Stephanie Barbé Hammer

PINK BIKINI

After a hard Midwest grad school winter
I go with my parents
To see my grandparents
In the Hamptons there’s a pink
Bikini in a shop window
Try it on
My mother says I am broke so
She pays by having my
Father pay.
How can such small apparel be
A sign?
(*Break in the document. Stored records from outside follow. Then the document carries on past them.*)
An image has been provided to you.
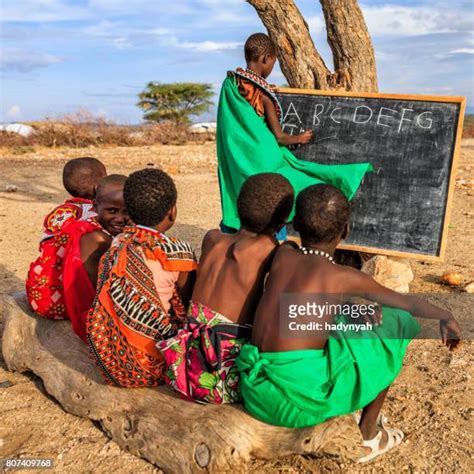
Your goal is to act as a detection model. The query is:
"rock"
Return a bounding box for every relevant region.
[2,293,361,473]
[440,272,464,286]
[361,255,414,293]
[462,281,474,293]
I wear
That bathing suit
At a beach in Long island
And know good times
Are coming
Not right away
But the tide is rising
Somewhere I stand in the breakers
And can almost see you

BEACH HAIKU

When I was fifteen
Older boys called me “New York”
Virginia Beach ruled

When I was eighteen
He promised me Swedish shores
Malmö broke us up

Twenty at Jones Beach
A handsome guy’s just leaving
Sad wait for the bus

Twenty-six in Cannes
You’re supposed to be topless
Awkward with students

I turn seventy
We’re ex-New Yorker beach bums
Strolling SoCal sands

Stephanie Barbé Hammer is a 7-time Pushcart Prize nominee whose work has appeared in The Bellevue Literary ReviewThe Gold Man Review and Raven’s Perch. She is working on a new novel with her husband Larry Behrendt. They live in Santa Barbara and can walk to two different coffee shops and two different taverns.